Sur le système et les disciples du maître :

«Une dernière idée, qui était comme on dit dans l'air du temps, devait s'ajouter à ces folies et achever de semer le trouble dans la raison déjà chancelante d'Althusser : le concept de «scientificité», ou de l'opposition, conçue par Althusser ou suggérée par un de ses disciples, je ne sais, entre ce qui était «scientifique» et ce qui relevait de l«idéologique». Ce manichéisme simpliste obtint naturellement les effets qu'obtient tout manichéisme: tout ce qui était ou semblait marxiste devint aussitôt scientifique, tout ce qui ne l'était pas, idéologique. Ce verdict fondamental s'autorisait, il va sans dire, des nuances que permet l'emploi du double adjectif : tel penseur illustre et confirmé par l'estime des siècles se voyait seulement taxé d'«idéologue pré-scientifique», alors que son concurrent moderne et manifestement imbécile, pourvu qu'il pensât à gauche, n'était traité que de «scientifique encore un peu idéologue». Voilà qui avait de quoi égaliser les chances et contenter tout le monde, faisant de tout génie un révolutionnaire en puissance et du premier ahuri venu un révolutionnaire en attente d'idées. ( ... ) il est vrai que, chez Althusser et son équipe, le terme de scientifique ne désignait pas ce qu'on a l'habitude de considérer comme scientifique, par exemple les mathématiques ou la physique, mais bien le marxisme-léninisme et la psychanalyse, bizarrement considérés connue seules «sciences exactes», par l'effet d'une aberration mentale dont l'excès même, aujourd'hui où j'écris ces lignes, me semble défier toute analyse et réflexion. Quoiqu'il en soit, beaucoup des disciples d’Althusser, de ces althussériens mineurs au sens où l'on parle de « socratiques mîmeurs», brodèrent et brodent encore aujourd'hui sur ce thème absurde de l'identité, de la science et de la projection de leurs propres fantasmes.
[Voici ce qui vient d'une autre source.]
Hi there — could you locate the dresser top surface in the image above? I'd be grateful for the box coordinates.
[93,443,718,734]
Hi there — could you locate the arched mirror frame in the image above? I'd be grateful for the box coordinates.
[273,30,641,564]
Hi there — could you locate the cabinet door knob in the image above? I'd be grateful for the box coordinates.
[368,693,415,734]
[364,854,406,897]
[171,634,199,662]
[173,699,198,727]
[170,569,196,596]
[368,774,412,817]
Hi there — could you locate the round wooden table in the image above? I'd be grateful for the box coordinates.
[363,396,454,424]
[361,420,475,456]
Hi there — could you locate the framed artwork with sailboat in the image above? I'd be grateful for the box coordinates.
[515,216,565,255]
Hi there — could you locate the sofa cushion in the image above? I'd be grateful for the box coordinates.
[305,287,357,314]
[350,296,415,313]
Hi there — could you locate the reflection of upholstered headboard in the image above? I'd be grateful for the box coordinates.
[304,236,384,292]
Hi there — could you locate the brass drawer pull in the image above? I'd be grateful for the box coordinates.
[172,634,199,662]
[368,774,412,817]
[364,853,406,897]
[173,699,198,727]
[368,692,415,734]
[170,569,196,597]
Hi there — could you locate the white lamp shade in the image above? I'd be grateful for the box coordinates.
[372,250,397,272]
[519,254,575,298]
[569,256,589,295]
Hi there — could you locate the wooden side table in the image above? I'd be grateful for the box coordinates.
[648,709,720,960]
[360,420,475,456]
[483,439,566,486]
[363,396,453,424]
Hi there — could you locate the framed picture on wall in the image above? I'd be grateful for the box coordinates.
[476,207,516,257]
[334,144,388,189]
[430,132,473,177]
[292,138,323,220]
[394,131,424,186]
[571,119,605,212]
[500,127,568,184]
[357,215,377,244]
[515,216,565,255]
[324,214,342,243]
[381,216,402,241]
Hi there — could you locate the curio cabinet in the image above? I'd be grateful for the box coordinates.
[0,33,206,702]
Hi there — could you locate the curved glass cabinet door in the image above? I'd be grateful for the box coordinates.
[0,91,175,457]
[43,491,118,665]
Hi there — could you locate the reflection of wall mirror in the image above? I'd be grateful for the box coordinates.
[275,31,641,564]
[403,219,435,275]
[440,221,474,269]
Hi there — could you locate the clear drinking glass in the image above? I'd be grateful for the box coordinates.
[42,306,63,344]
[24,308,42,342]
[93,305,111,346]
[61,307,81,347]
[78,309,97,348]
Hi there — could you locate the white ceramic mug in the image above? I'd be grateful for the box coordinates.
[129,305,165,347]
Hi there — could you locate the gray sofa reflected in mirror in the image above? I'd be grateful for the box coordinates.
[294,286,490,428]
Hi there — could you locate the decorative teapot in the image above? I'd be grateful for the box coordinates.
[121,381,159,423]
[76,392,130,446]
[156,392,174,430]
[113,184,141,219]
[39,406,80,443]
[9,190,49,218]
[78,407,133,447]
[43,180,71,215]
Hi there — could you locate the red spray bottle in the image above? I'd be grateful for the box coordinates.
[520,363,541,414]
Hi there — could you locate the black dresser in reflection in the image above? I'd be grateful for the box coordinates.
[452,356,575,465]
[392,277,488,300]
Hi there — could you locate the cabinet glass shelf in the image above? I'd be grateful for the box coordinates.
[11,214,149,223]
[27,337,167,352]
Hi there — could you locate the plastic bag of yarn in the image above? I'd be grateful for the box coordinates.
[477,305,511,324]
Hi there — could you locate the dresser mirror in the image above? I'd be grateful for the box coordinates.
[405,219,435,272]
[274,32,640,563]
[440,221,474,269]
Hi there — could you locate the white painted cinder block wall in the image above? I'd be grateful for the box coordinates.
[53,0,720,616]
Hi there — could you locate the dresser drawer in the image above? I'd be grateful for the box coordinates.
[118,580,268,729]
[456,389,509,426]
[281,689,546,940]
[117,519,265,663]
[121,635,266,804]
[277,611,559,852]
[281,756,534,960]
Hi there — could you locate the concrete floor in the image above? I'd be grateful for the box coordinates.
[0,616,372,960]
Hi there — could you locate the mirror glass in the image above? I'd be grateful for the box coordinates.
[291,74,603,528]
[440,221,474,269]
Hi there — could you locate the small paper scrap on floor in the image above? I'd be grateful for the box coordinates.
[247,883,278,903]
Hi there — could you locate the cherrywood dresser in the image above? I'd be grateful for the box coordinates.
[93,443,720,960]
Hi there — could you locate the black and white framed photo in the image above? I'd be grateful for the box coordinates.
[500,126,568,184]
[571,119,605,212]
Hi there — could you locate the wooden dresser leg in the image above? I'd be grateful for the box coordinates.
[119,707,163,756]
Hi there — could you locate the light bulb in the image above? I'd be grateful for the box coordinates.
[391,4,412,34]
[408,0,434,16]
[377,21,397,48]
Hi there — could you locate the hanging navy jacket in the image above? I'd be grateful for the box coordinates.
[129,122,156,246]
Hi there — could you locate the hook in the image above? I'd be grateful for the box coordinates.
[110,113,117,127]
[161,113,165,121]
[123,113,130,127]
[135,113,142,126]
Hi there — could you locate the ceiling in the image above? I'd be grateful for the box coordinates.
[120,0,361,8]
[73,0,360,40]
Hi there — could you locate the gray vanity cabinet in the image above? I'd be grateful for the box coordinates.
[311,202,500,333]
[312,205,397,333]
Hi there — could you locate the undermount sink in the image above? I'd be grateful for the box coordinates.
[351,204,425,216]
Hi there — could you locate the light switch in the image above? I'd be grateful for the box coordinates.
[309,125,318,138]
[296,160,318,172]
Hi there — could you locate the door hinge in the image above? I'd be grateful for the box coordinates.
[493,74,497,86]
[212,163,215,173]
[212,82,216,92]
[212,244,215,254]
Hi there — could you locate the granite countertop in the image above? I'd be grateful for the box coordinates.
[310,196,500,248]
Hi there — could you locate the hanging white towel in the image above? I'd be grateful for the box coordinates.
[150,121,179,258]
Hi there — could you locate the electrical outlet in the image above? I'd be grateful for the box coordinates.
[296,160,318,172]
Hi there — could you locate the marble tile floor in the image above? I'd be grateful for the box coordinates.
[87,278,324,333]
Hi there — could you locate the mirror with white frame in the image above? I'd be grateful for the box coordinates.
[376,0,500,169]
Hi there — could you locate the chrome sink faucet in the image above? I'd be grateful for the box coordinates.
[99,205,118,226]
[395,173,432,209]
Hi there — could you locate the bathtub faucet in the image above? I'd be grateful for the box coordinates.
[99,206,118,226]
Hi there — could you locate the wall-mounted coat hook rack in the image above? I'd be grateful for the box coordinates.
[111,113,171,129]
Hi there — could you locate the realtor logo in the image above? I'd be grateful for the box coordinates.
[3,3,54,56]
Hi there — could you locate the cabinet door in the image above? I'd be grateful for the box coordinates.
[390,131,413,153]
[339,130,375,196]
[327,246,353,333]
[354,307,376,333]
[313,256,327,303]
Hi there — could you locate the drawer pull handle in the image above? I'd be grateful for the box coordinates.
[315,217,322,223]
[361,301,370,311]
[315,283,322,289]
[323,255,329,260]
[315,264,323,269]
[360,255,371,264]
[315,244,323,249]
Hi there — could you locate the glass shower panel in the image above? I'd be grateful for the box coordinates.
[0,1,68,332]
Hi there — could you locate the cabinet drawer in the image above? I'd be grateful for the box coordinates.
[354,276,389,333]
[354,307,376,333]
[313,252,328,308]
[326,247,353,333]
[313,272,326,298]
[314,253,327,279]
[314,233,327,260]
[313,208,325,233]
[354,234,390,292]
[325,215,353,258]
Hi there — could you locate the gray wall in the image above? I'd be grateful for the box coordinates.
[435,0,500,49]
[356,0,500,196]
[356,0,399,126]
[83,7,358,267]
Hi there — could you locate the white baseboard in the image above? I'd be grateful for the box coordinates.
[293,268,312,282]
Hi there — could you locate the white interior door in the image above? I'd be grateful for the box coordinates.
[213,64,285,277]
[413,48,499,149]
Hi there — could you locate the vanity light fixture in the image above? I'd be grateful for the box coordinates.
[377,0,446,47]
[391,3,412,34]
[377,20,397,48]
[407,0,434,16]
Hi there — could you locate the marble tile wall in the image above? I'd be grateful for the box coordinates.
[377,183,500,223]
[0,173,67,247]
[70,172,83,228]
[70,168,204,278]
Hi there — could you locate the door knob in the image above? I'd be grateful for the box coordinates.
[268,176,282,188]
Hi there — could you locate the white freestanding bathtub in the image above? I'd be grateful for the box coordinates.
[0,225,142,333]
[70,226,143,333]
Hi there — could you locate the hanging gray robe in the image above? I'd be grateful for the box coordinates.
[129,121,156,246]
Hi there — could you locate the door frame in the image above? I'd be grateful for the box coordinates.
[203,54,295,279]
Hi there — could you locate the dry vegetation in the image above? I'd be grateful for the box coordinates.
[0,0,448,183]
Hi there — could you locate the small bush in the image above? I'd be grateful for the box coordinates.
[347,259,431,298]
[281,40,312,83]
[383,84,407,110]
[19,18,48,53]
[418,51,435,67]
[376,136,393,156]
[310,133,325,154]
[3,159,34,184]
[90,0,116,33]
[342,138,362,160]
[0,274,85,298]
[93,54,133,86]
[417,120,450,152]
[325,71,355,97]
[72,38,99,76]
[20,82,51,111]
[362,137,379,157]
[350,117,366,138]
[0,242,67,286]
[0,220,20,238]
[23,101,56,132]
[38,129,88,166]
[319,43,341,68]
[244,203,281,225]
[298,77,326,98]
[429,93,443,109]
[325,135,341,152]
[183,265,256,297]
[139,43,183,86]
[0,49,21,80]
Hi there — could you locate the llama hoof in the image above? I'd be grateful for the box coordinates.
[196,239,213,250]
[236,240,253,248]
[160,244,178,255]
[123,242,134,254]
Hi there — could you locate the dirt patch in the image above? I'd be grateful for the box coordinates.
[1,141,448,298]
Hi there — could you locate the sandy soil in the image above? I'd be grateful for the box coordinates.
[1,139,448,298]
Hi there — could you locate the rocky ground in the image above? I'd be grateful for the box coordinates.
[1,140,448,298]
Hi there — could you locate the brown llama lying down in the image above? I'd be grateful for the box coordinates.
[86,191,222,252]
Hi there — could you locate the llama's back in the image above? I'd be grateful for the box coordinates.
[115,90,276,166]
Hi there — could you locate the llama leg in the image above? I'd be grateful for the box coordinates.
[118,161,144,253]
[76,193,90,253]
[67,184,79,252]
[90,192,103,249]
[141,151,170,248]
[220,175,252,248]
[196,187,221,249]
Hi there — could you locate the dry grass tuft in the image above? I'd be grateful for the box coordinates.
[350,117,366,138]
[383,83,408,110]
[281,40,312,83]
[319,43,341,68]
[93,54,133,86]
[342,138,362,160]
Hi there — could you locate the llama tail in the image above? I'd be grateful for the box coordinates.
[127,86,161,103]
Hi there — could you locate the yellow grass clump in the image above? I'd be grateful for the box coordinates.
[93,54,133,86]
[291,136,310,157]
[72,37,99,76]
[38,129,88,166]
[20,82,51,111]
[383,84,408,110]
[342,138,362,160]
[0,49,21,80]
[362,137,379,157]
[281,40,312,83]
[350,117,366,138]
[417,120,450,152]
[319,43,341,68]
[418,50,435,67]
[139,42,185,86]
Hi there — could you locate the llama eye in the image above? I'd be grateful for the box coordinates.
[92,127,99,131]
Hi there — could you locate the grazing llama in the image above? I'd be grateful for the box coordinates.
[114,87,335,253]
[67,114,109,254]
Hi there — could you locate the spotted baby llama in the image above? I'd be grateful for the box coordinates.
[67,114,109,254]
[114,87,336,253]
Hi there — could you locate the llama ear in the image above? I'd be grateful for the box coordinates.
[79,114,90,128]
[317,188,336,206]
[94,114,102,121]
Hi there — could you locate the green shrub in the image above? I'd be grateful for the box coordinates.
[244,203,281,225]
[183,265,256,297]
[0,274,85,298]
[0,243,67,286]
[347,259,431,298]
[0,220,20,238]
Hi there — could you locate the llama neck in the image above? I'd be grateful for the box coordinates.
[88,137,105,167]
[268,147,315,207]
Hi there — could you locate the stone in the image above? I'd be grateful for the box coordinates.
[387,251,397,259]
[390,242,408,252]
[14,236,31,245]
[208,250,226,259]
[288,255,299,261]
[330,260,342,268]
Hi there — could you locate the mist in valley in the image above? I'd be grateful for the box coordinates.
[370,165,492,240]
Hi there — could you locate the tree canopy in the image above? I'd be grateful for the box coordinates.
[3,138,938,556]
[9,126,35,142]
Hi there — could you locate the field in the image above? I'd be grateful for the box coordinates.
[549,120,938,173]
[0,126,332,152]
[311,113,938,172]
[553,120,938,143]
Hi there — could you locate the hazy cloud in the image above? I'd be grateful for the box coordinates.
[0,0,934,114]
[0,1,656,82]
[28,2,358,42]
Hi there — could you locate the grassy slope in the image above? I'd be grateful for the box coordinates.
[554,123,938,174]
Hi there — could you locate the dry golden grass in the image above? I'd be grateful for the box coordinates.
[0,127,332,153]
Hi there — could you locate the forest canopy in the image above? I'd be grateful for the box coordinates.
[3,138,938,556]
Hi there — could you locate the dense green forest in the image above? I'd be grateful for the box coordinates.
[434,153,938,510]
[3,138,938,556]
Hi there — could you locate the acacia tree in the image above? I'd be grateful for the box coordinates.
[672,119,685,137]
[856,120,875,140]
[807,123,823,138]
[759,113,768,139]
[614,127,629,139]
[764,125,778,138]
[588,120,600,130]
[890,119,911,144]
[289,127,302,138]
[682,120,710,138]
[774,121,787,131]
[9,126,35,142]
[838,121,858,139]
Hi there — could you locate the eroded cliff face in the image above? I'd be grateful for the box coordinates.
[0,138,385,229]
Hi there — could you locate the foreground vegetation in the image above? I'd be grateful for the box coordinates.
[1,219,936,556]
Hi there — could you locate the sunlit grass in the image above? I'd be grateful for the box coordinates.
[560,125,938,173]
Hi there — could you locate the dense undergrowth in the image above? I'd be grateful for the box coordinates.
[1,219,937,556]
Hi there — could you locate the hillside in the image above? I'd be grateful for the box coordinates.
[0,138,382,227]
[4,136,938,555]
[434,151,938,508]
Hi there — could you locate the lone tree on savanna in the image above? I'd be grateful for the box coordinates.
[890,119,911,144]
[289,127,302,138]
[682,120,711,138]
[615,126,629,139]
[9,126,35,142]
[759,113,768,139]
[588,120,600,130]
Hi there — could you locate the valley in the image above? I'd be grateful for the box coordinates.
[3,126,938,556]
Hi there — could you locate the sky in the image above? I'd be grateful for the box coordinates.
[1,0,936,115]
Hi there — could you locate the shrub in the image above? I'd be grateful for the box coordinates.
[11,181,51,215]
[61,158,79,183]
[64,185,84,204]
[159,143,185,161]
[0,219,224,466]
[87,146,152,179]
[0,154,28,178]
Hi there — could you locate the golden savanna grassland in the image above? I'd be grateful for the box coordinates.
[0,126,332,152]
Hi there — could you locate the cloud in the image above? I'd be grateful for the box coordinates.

J’ ajouterai cependant un seul mot concernant la curieuse personnalité de cet agité confusionnel qui s'était persuadé que la Révolution ne deviendrait possible que le jour où les ouvriers français auraient lu et compris les écrits de Lacan, et s'employait activement à hâter et favoriser cette lecture. Ce cas, dont on pouvait d'ores et déjà mesurer la gravité, n'a d'ailleurs fait, me semble-t-il, que s'aggraver par la suite. Dans un ouvrage récent, qui date de 1988, notre auteur ajoute en effet que la compréhension véritable de lHistoire, qui suppose la connaissance de Marx et de Lacan, demande aussi une connaissance approfondie des mathématiques modernes, de Heidegger et de nombreux autres auteurs dont Höderlin et Mallarmé. Du sérieux boulot sup-plémentaire en perspective pour nos ouvriers. »
 
 (1) «En ce temps-là, notes sur Louis Althusser» Editions de Minuit, juin 1992, 50 pages, 35 f.